An Economic Recovery for Some

As we approach the end of the year, it is customary to reflect back on the past year. Economically this has been a year of slow recovery.  It doesn’t feel much like recovery though.  The National Bureau of Economic Research (NBER) declared that the recession ended in June of 2009.  Since then, we have been experiencing what is euphemistically called a jobless recovery.

Since the end of the recession, the stock market has risen by 30%, but our unemployment rate has risen by 3%. In other words, those who make their living from investments in the stock market did very, very well, but those who depend on a job to earn a living didn’t do so well. This has become fairly standard in our economy. According to last year’s census, the income gap between the rich and poor grew to its highest level in history. The gap is about double what it was in 1968. Today, the richest 20% in America makes 50% of the money.

We’ve seen these jobless recoveries before.  In fact every recovery we’ve seen in the past quarter of a century have been  so-called jobless recoveries.  The last recession we saw that hasn’t been labelled as such was between July 1981 and November 1982.

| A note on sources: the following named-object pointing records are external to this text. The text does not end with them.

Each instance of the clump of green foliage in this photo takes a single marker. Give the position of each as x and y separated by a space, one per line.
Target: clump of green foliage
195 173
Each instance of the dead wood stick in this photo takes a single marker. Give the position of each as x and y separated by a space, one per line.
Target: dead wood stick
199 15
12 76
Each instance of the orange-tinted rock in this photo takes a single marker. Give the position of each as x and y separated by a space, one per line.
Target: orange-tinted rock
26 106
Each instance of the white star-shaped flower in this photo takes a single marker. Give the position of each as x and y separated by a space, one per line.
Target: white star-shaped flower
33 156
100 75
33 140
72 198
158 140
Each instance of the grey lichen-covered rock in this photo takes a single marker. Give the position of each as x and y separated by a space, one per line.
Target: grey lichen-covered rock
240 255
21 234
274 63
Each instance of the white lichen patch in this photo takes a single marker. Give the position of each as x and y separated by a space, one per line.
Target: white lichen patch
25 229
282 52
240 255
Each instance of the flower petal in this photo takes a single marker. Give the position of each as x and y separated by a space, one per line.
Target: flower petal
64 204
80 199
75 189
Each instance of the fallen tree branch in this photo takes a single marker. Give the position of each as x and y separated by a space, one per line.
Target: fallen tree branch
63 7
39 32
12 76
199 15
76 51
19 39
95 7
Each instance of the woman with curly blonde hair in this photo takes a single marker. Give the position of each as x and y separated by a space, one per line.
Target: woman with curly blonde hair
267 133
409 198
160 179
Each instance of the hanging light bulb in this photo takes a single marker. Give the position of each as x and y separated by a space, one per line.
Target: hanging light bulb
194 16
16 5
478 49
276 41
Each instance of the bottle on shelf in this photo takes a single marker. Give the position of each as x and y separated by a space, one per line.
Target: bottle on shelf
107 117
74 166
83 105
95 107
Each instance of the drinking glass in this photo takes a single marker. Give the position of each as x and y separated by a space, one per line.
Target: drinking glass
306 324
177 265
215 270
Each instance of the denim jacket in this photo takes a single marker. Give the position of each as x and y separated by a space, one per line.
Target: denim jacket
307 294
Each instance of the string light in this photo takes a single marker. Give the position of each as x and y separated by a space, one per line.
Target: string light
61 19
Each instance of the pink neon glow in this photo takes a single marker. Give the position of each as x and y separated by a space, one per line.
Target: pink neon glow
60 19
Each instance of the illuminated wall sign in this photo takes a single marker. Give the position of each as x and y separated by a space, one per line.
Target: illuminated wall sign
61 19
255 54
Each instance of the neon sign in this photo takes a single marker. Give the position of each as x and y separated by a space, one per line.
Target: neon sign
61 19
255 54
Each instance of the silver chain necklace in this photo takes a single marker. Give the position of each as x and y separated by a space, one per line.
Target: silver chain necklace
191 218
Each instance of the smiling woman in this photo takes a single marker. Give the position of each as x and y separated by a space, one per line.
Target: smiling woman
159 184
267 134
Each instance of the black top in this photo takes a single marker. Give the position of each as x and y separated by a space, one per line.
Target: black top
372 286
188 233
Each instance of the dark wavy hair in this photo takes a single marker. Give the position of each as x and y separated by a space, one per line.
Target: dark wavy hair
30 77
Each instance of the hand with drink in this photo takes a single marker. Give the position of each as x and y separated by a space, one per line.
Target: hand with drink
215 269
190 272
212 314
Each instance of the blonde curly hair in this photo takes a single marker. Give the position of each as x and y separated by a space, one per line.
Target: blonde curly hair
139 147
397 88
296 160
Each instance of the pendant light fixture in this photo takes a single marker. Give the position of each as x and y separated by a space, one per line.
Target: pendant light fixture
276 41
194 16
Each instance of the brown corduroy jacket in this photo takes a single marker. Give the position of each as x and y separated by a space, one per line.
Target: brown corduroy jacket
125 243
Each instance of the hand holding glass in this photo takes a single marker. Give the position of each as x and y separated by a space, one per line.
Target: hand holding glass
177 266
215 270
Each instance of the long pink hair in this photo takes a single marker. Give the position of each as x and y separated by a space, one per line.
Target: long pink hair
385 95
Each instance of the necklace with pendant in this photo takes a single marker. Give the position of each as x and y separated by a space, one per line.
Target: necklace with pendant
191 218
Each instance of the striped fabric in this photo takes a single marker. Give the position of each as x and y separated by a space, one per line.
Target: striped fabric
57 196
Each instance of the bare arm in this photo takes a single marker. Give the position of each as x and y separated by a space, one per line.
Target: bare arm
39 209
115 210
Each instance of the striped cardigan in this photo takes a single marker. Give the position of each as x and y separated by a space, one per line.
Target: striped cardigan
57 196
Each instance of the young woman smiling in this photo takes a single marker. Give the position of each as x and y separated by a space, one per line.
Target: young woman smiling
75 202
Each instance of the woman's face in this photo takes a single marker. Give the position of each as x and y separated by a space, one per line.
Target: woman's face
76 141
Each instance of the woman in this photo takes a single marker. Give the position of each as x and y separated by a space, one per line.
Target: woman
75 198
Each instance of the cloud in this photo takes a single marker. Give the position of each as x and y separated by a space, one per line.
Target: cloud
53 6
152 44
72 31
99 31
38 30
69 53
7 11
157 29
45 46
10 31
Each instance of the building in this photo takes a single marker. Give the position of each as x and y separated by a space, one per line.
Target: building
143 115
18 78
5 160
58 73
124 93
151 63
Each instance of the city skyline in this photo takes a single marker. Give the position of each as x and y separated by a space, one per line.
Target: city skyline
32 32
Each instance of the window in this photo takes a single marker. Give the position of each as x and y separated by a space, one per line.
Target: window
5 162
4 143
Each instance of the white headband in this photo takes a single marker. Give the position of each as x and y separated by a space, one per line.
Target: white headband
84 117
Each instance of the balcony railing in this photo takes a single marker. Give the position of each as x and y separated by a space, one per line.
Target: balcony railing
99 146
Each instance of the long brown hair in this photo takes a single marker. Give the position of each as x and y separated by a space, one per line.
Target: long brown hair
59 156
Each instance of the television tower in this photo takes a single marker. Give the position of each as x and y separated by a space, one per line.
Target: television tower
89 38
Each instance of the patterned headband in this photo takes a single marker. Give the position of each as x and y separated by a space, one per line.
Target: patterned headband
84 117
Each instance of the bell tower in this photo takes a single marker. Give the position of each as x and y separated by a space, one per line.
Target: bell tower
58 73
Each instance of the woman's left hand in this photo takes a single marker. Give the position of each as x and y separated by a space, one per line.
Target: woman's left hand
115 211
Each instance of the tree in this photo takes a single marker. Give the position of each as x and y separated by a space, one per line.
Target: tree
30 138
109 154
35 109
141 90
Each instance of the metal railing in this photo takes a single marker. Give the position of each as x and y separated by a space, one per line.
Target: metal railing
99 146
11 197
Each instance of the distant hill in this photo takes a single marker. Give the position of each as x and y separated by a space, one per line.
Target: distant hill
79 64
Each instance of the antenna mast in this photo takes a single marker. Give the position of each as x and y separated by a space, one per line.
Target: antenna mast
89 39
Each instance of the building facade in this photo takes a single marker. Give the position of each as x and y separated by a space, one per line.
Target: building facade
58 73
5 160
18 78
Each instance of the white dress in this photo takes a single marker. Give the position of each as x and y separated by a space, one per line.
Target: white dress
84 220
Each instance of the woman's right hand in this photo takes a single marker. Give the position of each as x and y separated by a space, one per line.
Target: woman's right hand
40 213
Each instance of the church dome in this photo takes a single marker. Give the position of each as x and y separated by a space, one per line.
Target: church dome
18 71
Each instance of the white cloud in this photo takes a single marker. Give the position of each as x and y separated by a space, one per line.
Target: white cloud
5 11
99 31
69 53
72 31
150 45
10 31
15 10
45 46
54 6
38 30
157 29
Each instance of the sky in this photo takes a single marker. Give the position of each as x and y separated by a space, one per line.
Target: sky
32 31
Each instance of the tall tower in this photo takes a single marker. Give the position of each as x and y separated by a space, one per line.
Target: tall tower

I can’t help but think that this phenomenon is something we have inherited from the Reagan revolution. I’ll never forget his penchant for selling policy by retelling suburban legends about the sloth of poor people, straight out of the Reader’s Digest. We can thank him for the pejorative, “Welfare Queen,” and I think we can thank him for arguments we here today about how cutting off funds from the poor is tough love to help them kick the habit of public assistance.

Such arguments are easily digested by those suburbanites who have never met anyone on food stamps. It helps them swallow their guilt about lining their own pockets with tax breaks while they cut off food and shelter to those in need. Of course they need strong medicine to relieve their Christian conviction. Jesus had the nasty habit of insisting that we help the poor rather than worry about what sins we perceive they’ve committed.